В этом она права. Такого он сделать не может. Все спальни зачарованы на защиту от предательств – это так называемая Анафема соседа по комнате. Если Баз решит нанести мне физический вред в стенах комнаты, его исключат из школы. Отец Агаты, доктор Веллбилав, рассказывал, что такое случилось во времена его учебы. Какой-то студент ударил своего соседа по комнате, и невидимая сила выбросила его из окна прямо за школьные ворота. Больше они для него не открылись.
В младшем возрасте ты получаешь предупреждение: если попытаешься ударить или обидеть своего соседа на двух первых курсах, твои руки онемеют и похолодеют. Как-то на первом курсе я бросил в База книгу, и моя рука оттаяла только через три дня.

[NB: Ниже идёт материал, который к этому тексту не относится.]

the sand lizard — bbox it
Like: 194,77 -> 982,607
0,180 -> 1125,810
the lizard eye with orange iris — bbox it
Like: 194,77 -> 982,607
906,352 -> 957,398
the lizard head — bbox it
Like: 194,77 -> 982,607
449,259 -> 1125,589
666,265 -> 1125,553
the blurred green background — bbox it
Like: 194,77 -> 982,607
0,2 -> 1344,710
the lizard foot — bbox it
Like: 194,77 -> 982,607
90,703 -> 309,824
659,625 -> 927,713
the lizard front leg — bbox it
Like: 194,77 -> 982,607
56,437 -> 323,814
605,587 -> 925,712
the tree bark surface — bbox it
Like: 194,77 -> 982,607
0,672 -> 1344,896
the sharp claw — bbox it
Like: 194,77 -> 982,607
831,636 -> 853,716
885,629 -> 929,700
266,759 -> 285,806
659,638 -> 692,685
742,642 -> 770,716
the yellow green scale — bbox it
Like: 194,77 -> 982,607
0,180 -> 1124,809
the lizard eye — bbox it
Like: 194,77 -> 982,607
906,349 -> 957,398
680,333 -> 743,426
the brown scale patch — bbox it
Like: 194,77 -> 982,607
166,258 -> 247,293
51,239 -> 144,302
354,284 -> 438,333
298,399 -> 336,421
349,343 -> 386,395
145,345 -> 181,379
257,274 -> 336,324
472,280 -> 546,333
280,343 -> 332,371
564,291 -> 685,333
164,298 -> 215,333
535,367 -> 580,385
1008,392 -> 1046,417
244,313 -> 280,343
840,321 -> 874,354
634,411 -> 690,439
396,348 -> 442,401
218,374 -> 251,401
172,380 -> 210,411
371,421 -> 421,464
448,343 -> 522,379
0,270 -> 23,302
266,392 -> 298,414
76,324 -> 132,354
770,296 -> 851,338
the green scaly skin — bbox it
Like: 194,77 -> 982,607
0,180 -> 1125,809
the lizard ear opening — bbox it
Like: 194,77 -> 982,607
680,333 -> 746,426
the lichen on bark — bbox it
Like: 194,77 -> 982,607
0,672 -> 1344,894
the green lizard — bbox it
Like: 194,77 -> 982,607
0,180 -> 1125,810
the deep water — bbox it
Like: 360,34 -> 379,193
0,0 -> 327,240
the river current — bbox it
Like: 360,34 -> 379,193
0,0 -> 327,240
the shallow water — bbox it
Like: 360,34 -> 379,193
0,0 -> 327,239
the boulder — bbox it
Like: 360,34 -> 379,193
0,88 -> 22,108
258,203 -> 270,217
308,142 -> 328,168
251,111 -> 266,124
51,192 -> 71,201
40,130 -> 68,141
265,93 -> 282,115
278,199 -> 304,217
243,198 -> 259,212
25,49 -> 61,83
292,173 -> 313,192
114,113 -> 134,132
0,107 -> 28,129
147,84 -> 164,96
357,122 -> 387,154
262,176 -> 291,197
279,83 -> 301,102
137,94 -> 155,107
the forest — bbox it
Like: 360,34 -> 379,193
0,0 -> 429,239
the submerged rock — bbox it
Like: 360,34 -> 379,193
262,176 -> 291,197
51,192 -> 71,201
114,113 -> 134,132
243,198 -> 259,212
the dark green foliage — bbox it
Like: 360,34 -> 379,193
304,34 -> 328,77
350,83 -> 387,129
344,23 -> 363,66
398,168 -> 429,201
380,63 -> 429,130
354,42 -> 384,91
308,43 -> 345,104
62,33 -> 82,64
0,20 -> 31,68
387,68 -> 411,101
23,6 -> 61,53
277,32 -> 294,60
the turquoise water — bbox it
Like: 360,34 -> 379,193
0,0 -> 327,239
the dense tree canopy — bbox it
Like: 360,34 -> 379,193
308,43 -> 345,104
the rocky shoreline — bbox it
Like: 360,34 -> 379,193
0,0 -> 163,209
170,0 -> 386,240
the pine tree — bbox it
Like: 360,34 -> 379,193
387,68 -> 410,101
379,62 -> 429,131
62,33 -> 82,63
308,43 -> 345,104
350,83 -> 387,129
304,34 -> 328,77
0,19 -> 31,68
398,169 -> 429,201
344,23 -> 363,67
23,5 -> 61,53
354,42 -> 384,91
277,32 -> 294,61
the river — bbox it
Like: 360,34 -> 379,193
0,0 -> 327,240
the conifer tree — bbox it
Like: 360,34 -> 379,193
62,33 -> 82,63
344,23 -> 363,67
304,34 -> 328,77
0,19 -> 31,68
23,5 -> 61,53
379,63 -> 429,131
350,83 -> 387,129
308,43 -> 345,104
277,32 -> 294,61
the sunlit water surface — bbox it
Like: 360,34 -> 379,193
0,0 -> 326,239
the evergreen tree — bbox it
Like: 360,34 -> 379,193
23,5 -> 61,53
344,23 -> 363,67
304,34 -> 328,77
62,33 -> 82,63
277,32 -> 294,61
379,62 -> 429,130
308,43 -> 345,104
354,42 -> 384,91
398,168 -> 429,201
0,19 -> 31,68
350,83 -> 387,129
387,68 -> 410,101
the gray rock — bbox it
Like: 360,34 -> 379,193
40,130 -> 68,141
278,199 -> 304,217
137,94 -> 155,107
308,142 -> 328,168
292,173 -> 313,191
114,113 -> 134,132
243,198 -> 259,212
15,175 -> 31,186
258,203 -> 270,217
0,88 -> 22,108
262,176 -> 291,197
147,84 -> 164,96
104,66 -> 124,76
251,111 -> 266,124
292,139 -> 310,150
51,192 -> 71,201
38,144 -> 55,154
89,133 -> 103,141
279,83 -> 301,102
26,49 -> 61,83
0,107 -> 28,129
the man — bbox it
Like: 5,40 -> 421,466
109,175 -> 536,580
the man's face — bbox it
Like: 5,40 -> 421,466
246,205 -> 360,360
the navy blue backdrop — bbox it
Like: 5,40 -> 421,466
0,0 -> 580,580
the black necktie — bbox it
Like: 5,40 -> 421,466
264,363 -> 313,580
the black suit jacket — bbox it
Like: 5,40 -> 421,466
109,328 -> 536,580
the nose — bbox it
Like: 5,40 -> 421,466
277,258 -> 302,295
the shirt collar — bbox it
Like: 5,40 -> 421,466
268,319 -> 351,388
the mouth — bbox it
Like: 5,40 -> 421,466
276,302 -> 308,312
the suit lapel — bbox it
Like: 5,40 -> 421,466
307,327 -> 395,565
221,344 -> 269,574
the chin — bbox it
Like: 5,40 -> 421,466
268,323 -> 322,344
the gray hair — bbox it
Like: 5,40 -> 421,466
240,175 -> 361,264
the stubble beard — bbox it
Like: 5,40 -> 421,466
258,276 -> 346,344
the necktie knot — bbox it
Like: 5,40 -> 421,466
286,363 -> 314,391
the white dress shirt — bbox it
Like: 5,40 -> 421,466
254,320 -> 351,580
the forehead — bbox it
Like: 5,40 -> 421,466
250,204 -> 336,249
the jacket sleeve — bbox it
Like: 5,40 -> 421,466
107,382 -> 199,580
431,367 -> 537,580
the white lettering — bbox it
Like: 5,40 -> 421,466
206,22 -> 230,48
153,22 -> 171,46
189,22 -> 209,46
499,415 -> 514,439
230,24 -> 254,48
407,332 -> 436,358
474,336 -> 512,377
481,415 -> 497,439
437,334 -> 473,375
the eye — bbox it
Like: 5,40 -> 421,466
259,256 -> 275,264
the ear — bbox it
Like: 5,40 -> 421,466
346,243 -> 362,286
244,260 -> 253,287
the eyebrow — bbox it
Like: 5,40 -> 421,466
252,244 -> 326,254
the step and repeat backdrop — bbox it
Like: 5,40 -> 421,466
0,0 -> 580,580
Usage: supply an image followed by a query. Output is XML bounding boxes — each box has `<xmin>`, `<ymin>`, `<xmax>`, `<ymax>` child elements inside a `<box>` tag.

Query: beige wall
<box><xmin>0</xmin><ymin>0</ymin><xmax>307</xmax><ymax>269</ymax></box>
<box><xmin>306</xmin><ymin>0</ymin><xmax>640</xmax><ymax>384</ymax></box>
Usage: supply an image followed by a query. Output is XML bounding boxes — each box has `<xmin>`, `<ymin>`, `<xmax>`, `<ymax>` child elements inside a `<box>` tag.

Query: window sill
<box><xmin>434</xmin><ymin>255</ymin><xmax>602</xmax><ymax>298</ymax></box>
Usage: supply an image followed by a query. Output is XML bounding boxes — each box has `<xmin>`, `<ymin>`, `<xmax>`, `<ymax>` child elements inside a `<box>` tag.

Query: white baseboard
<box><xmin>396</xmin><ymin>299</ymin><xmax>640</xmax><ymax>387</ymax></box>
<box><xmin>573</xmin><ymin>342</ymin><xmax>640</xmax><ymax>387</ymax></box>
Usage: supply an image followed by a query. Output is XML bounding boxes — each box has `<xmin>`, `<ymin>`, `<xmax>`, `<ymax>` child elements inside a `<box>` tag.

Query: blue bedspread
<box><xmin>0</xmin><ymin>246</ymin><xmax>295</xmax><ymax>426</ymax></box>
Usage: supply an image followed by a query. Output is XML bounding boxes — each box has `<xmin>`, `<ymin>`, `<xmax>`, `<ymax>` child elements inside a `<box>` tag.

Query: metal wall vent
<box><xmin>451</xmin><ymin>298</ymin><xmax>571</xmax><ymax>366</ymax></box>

Баз никогда не нарушал Анафему. Даже когда мы были совсем мелкими.
– Кто знает, на что он способен во сне, – говорю я.
– Ты знаешь, – отвечает Пенни, – ты же следишь за ним.

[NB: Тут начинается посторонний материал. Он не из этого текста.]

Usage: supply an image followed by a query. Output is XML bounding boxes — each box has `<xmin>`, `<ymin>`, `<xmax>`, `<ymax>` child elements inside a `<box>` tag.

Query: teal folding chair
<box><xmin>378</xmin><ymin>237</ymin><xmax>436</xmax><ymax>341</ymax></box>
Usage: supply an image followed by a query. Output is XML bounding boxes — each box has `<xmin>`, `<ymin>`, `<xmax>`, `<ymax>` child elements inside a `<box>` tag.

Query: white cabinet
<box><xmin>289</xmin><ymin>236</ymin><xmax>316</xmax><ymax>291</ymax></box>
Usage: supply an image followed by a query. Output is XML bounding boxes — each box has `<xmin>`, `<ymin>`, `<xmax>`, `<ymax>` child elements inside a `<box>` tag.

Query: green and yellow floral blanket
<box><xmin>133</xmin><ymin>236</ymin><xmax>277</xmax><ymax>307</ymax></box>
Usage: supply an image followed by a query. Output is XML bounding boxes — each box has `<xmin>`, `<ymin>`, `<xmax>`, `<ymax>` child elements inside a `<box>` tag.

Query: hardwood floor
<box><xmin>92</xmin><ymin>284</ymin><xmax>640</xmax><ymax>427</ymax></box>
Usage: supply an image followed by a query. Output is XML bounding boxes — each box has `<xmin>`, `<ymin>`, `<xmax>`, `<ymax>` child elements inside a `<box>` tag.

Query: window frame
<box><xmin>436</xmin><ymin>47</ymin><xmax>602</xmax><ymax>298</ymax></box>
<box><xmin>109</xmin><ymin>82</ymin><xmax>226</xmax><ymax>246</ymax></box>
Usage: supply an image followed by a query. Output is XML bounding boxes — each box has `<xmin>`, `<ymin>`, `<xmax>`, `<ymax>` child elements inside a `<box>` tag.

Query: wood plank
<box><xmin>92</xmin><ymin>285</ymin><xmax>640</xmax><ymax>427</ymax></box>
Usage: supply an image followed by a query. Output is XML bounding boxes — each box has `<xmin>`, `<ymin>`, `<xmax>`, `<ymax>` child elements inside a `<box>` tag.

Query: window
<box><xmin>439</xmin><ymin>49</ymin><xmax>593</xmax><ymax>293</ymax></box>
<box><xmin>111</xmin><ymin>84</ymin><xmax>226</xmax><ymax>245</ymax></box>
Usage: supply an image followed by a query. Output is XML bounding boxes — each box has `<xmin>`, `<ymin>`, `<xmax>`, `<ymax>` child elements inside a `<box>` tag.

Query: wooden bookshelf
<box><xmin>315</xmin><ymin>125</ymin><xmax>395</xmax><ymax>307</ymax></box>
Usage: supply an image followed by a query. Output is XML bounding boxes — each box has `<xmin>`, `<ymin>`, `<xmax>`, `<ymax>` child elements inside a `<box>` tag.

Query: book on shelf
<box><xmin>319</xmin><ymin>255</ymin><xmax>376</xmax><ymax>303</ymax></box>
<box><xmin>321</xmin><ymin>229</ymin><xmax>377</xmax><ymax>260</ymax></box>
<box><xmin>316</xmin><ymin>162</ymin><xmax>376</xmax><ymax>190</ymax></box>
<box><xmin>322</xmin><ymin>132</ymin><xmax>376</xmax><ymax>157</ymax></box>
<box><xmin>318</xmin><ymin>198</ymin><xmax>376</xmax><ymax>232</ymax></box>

– Я живу бок о бок с темным созданием, поэтому имею полное право вести себя как параноик!
– Я бы с радостью обменяла свою пикси на твоего вампира, в любой день недели. Нет такой анафемы, которая бы запретила ей доводить меня до белого каления.
Мы с Пенни снова идем в столовую за ужином: запеченным картофелем, сосисками и хрустящими булочками, – потом приносим все в мою комнату. Когда рядом Баз, мы не можем с Пенни вот так вместе посидеть. Он бы точно настучал на нее.
Наши посиделки напоминают мини-вечеринку. Только для двоих. Нам ничего не нужно делать, ни от кого прятаться. Пенелопа говорит, что когда-нибудь мы найдем себе квартиру и будем жить так всегда. Но я сомневаюсь. Как только закончится война, Пенни уедет в Америку. Может, даже раньше.
А я найду себе жилье вдвоем с Агатой.
Мы с ней во всем разберемся. Как и всегда. Вполне логично, что мы будем вместе. Наверное, поженимся после школы – родители Агаты так и сделали. Знаю, что она хочет жить за городом… Конечно, я не могу позволить себе ничего подобного, но у нее есть деньги, к тому же она найдет работу, на которой будет счастлива. А если я попрошу, отец Агаты поможет найти работу и мне.
Здорово пофантазировать: что я проживу достаточно долго и смогу решить, что делать дальше.
– Ладно. – Покончив с ужином, Пенелопа отряхивает руки.
– Еще рано, – со стоном отвечаю я.
– В каком смысле «рано»?
– В смысле, еще рано строить стратегии. Мы же только приехали. Я еще не успел как следует все разложить.
Она окидывает комнату взглядом:
– Саймон, что здесь нужно разложить? Ты уже достал две пары спортивных штанов.
– Да, а сейчас я наслаждаюсь тишиной и спокойствием.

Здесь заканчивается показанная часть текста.